Direktorat Jenderal Kekayaan Intelektual (DJKI) mengajak masyarakat untuk lebih memahami bahwa film adalah karya yang terdiri dari berbagai elemen yang dilindungi oleh hukum. Dalam sebuah acara yang diadakan pada 14 November 2025, DJKI bersama sutradara dan komika Ernest Prakasa menyoroti tren pemotongan dan pemanfaatan ulang film di media sosial, yang dinilai sebagai bentuk pelanggaran hak cipta.

Film sebagai Bundle of Rights

Menurut Direktur Hak Cipta dan Desain Industri, Agung Damarsasongko, film mencakup berbagai jenis ciptaan seperti naskah, musik, penyutradaraan, hingga penampilan aktor.
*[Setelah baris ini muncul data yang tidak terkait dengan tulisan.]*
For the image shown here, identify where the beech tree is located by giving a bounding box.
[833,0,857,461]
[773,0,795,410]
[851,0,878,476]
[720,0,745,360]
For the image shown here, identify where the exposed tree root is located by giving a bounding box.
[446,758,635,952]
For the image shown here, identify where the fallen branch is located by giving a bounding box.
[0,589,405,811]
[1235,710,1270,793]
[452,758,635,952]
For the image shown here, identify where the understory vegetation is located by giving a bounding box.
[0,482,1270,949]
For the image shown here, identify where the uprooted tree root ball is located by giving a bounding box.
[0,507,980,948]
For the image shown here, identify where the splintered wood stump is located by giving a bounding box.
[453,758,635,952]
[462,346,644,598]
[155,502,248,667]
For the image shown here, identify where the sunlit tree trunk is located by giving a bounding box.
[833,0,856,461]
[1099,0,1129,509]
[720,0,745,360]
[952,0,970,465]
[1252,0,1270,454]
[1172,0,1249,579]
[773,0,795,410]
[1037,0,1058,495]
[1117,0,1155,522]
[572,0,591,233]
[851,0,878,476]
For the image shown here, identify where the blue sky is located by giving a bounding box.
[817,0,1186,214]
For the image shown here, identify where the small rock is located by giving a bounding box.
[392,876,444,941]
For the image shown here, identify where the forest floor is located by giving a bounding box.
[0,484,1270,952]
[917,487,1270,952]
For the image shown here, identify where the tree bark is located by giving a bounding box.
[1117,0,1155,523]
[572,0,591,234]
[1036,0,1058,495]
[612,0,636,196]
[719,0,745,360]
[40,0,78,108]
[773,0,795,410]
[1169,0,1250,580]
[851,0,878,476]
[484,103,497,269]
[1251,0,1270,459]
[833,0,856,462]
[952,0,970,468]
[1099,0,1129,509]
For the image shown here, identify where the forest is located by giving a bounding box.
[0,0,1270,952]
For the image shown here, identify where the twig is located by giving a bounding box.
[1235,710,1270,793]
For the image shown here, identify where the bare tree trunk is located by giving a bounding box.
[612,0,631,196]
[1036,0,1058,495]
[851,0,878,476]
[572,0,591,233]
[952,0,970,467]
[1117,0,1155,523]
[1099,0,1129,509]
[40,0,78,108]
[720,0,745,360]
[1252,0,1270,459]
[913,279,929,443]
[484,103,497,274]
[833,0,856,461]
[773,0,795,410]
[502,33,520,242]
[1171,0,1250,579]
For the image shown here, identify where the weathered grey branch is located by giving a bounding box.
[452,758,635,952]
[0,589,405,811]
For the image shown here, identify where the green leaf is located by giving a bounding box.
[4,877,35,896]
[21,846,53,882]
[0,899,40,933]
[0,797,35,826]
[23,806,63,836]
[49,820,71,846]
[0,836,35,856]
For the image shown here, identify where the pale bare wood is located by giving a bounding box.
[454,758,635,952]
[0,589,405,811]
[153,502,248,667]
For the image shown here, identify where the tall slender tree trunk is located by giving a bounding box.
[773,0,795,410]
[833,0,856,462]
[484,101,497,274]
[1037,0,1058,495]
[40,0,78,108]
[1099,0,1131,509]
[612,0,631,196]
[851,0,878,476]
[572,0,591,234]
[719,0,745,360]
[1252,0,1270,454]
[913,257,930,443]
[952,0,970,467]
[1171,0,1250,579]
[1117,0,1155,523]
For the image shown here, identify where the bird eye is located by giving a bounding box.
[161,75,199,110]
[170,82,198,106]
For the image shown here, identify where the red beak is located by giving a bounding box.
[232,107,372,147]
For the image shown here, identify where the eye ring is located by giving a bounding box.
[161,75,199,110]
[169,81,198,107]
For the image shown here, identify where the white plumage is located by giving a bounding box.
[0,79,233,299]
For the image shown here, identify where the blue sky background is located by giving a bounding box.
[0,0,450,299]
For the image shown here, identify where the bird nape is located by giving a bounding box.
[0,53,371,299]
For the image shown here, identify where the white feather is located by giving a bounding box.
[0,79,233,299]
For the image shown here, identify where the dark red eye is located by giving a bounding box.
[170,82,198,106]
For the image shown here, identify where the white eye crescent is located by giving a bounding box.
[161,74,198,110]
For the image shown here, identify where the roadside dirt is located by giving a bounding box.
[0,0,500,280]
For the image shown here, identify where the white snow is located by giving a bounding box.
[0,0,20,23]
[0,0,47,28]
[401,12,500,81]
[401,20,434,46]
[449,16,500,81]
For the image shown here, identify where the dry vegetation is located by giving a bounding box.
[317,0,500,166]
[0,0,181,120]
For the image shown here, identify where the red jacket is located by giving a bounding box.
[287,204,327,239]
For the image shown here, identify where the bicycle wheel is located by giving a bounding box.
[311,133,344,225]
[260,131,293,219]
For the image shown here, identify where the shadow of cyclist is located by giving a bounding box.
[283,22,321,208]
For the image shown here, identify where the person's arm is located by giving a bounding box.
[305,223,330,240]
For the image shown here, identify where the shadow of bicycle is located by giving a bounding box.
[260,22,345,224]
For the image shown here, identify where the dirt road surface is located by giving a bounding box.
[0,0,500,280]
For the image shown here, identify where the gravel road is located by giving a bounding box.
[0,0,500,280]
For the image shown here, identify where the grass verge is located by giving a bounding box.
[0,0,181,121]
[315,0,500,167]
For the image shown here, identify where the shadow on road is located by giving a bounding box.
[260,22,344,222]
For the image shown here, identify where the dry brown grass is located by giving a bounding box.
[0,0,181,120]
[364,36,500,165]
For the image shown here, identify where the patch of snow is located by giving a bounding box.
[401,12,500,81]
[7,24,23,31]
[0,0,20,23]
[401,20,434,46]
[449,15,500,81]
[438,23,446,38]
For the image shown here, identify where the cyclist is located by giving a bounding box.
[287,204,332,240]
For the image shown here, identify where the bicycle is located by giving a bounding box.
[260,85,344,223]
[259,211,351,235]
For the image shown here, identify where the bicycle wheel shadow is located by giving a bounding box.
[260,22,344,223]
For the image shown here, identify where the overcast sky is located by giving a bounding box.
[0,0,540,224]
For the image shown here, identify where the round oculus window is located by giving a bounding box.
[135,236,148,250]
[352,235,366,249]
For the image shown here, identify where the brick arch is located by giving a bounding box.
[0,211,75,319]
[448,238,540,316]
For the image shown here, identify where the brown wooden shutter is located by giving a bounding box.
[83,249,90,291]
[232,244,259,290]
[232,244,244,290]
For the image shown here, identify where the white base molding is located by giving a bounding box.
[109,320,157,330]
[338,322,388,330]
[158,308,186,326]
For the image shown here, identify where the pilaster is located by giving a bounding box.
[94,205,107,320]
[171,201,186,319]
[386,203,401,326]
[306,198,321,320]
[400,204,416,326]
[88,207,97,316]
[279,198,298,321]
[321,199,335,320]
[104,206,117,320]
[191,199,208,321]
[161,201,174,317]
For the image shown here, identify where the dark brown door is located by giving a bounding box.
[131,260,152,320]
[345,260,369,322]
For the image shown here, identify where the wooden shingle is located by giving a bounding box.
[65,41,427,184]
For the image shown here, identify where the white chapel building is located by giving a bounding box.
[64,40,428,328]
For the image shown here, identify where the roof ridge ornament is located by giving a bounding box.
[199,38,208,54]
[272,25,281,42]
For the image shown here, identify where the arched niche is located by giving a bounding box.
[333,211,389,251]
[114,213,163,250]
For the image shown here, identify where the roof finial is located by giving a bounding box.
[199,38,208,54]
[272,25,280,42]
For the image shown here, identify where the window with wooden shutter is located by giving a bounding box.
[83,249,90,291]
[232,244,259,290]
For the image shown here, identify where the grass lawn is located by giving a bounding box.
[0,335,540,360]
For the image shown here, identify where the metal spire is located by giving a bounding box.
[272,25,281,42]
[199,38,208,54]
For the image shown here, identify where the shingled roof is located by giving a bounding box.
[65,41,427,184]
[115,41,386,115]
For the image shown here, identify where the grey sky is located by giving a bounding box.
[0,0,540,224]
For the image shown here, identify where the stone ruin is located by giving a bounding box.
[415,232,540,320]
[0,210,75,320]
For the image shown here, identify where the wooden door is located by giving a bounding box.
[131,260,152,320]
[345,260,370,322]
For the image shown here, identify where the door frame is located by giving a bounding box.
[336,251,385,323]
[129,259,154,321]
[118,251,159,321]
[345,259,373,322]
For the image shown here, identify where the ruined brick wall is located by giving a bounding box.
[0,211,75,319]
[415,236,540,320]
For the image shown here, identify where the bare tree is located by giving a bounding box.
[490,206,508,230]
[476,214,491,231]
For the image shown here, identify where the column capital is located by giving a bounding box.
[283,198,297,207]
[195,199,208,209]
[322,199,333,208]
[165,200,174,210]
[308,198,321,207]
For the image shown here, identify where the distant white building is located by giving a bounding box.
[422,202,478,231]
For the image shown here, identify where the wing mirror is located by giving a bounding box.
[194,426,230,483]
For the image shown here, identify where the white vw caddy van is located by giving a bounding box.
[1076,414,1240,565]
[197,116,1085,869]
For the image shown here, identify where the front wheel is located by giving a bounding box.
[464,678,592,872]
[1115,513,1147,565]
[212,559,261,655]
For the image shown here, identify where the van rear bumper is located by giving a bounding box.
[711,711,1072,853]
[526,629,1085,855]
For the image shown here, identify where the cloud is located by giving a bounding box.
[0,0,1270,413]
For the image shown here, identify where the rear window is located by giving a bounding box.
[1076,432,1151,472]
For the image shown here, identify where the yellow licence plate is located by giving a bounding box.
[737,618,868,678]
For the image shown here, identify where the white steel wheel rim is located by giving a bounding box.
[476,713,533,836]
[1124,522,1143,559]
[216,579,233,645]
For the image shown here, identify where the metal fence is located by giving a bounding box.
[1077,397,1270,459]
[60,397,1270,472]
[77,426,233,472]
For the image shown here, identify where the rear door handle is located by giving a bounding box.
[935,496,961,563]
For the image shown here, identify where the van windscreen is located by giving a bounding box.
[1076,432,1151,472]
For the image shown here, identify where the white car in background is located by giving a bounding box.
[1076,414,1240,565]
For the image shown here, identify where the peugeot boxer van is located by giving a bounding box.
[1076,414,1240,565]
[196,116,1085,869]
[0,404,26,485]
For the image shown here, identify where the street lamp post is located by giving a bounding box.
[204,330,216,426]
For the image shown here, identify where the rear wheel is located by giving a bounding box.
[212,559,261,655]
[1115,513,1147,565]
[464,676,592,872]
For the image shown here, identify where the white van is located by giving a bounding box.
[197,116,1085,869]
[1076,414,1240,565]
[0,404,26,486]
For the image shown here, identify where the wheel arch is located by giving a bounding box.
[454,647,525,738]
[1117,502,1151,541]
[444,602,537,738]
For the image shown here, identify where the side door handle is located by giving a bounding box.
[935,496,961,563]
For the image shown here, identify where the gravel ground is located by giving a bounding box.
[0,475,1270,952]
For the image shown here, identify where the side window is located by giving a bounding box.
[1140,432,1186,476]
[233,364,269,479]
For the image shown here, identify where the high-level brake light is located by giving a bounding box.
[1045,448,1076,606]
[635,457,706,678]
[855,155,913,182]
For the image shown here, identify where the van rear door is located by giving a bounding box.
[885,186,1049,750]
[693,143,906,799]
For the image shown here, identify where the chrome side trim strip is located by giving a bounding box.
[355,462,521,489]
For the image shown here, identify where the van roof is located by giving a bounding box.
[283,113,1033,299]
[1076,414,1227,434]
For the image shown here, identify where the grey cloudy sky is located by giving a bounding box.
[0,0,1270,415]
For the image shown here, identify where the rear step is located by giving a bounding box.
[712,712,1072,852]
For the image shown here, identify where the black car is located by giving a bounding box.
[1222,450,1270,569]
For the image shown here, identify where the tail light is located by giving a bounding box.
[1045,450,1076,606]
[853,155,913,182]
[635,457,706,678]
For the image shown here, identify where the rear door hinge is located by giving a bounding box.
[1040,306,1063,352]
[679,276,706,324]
Setiap elemen tersebut memiliki perlindungan hukum yang jelas. Ia menegaskan bahwa bahkan untuk mengedit film saja, izin dari sutradara diperlukan karena setiap bagian merupakan ekspresi kreatif yang memiliki nilai hukum.

“Sekarang lagi tren di TikTok dipotong-potong jadi berapa bagian. Itu sudah mutilasi karya cipta dan melanggar hak moral,” ujarnya dalam sesi diskusi What’sUp Podcast Kementerian Hukum RI Bangun Ekosistem Film yang Adil.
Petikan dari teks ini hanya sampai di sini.